The Chinese government made such a statement in 2006 rejecting any binding dispute resolution, including the arbitration, for disputes concerning the delimitation of maritime areas, and application of laws, as well as for the disputes that the United Nations are exercising functions to resolve by its Carter, Zhai said.

So, the Philippines have tried to hide its real purpose of its requests. It's obvious that these requests in fact are about the sovereignty of certain islands and reefs in the South China Sea, and they aim to legitimize the claims of the Philippines in this manner, Zhai wrote.

The arbitration on the South China Sea is undoubtedly the result of the intervention of outside powers and the will of an Arbitration Tribunal which does not hesitate to excessively expand its competence. Similarly, some voices urging China to accept the ruling of the Arbitration Tribunal reflect an international context which is more than complex. With this arbitration, it is not only the right of China but rather the rights of all state parties to UNCLOS that are violated, Zhai stressed.

Experts' Opinions on the Arbitration

An arbitral tribunal's decision to allow a case unilaterally initiated by the Philippines is also highly questionable, according to a group of leading experts on international law who concluded a seminar in the Hague.

"Because there are so many possible choices regarding how to settle the claims, it will be difficult for a court or an arbitral tribunal to make a proper decision," said Sienho Yee, chief expert at the Institute of Boundary and Ocean Studies of Wuhan University, who presented a conclusion of some 30 experts during a press briefing.

"We also heard the positions by the experts that the tribunal seemed to be manipulating words in its decision (on jurisdiction)," Yee said, noting that the tribunal did not respect China's explicit right to exclude territorial and delimitation disputes written in the United Nations Convention on the Law of the Sea (UNCLOS).

Pemmaraju Sreenivasa Rao, former chairman of the UN International Law Commission, said the tribunal has put itself in a very difficult position.

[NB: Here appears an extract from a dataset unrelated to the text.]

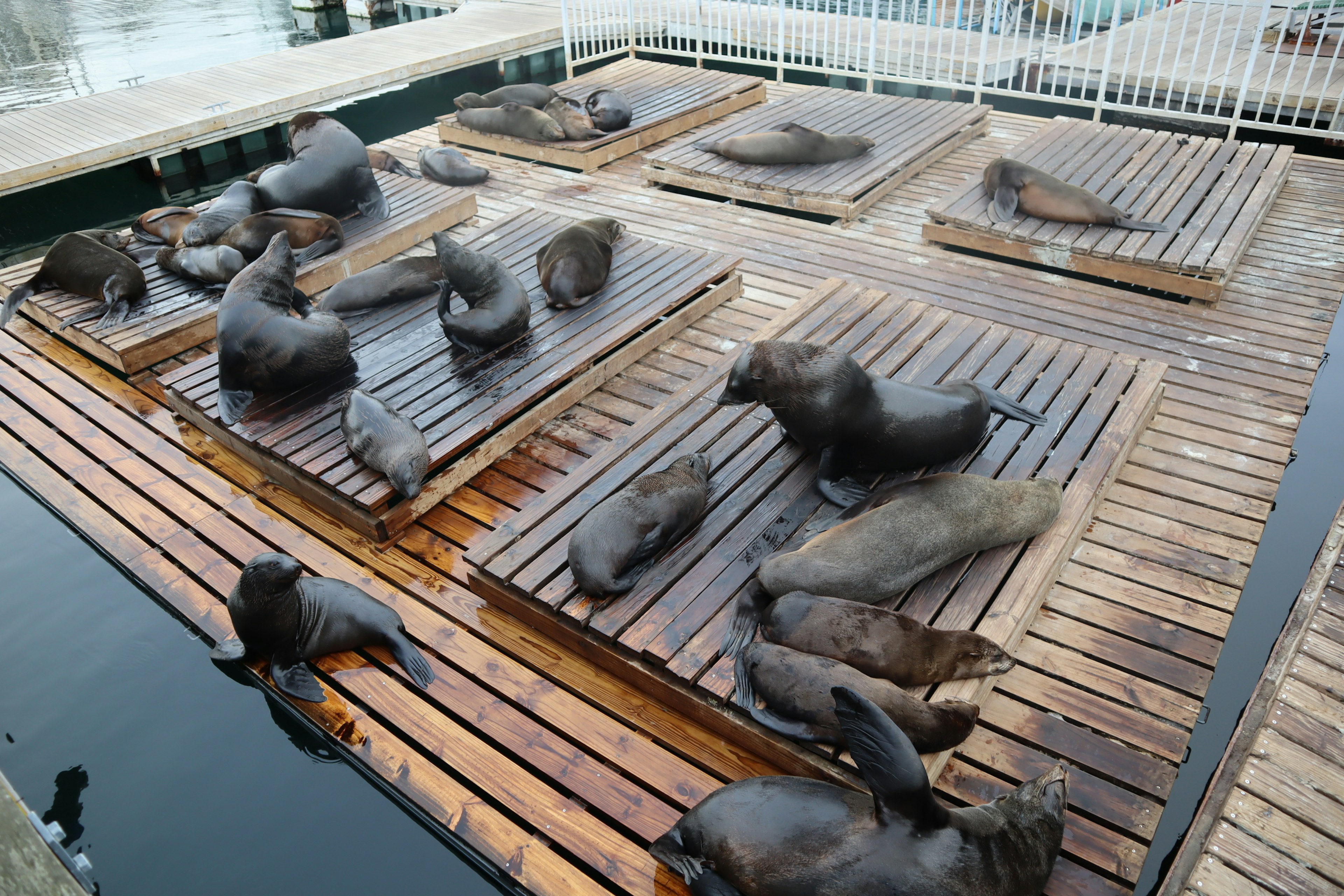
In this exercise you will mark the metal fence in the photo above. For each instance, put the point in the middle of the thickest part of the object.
(1190, 59)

"The tribunal said it would not try to settle sovereignty disputes, but only to determine geological features. However, the Philippines' claims will eventually lead to the question of who owns it, and the tribunal has no jurisdiction over this matter," said Rao, who participated in the third UN Conference on the Law of the Sea from 1973 to 1982 that led to the adoption of the UNCLOS.

Rao's opinion was echoed by Abdul G. Koroma, a former judge of the International Court of Justice who also took part in the historic conference.

"It is stated in the convention that a tribunal will not be entitled, will not have the right to pass judgment on a territorial and boundary dispute, because it has not been equipped; it has not been given competence to do so," Koroma said. "You cannot use the jurisdiction of one to determine the other."

"It's like someone who has a brain tumor and went to the doctor, and only asked for flu medication. We all know that it is not going to cure his headache," Michael Sheng-ti Gau, a professor of public international law at the Law of the Sea Institute at Taiwan's Ocean University, commented on the Philippines' claims in the case.

The claims of the Philippines only scratch the surface, but do not cover the core dispute, which is a sovereignty issue. As the court cannot rule on something that is not presented in the claims, the result of the arbitration is unlikely to have any effect on the current situation, Gau said.

The experts from Asia, Africa, the United States and Europe exchanged views on the case at the seminar, co-organized by Leiden University's Grotius Center for International Legal Studies and Wuhan University's Institute of Boundary and Ocean Studies.